Il mistero della birra
In particolare, mi raccontò di un monastero che produceva nei suoi scantinati una birra pregiata con un gusto inimitabile, ricercatissima dagli estimatori – una nicchia ristretta ma molto esigente. Il segreto, all’insaputa degli stessi monaci che la producevano, erano i ragni e le loro ragnatele, presenti in massa nei locali: sembra infatti che oltre a eliminare tanti insetti fastidiosi, la loro presenza con l’emissione di particolari sostanze nell’aria contribuisca alla fermentazione spontanea della birra.

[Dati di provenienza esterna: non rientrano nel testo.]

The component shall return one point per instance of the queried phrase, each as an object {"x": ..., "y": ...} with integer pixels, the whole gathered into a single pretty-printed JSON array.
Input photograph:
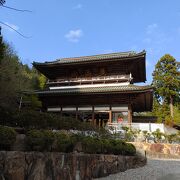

Ad ogni modo, i ragni non davano nessun fastidio ai monaci e questi a loro volta li tolleravano da sempre senza infastidirli. Questa tradizionale convivenza – o forse dovremmo dire simbiosi? – continuò fino a che dopo la morte di un vecchio abate, ne subentrò uno nuovo che dopo aver ispezionato i sotterranei, rimase molto contrariato dalla benevolenza dei frati verso i ragni e le relative ragnatele e ordinò che venissero tutte eliminate per fare pulizia: basta con queste vecchie consuetudini! Il monastero doveva modernizzarsi.
Evidentemente, per il nuovo abate, questa novità doveva costituire una rottura col passato, fare un po’ tabula rasa e un progresso nella vita del monastero. Negli anni successivi, tuttavia, si registrò subito un rapido e “misterioso” calo nella qualità della birra – e si può immaginare, anche nel numero degli acquirenti delusi e nei relativi introiti del monastero. Non ci volle molto per intuire che senza i ragni abitualmente tollerati dai frati, la birra aveva perso il suo gusto e non era più la stessa.
La soluzione non poteva essere che un ritorno alla tradizione e nel caso specifico, degli umili ma preziosi ragni e delle loro ragnatele. Gradualmente, gli scantinati si riempirono nuovamente di ragnatele e la birra dei monaci riacquistò tutto il suo magico sapore, con grande sollievo dei frati e dei bevitori.
Ridateci le ragnatele
Senza volerlo, l’appassionato intenditore di birre di alta qualità mi aveva raccontato una storia che aveva il sapore della parabola. Quello che si era verificato in quel monastero non è forse una allegoria della Chiesa postconciliare e progressista, determinata a eliminare metodi, consuetudini e tradizioni che non è neppure più in grado di comprendere nei suoi significati e nelle sue conseguenze? Non ci si accanisce forse contro il passato per poi dover constatare che il sapore di ciò che la Chiesa esprime non è più lo stesso?
E gli stessi fedeli non sentendo più il sapore inimitabile della Tradizione, non si allontanano forse in attesa di un ritorno alla qualità unica e inimitabile di un tempo?
Senza le ragnatele della Tradizione l’aria si riempie di insetti nocivi e schifosi, l’atmosfera che si respira non si differenzia da quella di qualsiasi altro culto e il sapore è di una mediocrità deludente.
Non ho più avuto modo di parlare col simpatico interlocutore di quella volta. Ad ogni modo, a quanto mi dicono, il metodo di produrre birra in perenne compagnia dei ragni venne ripreso e risulterebbe ancora in uso in determinati birrifici del Belgio. Viene da chiedersi, se e quando i vertici attuali della Chiesa sapranno riconoscere di essersi sbagliati a liquidare le ragnatele della Tradizione e sapranno tornare alla purezza del culto di un tempo.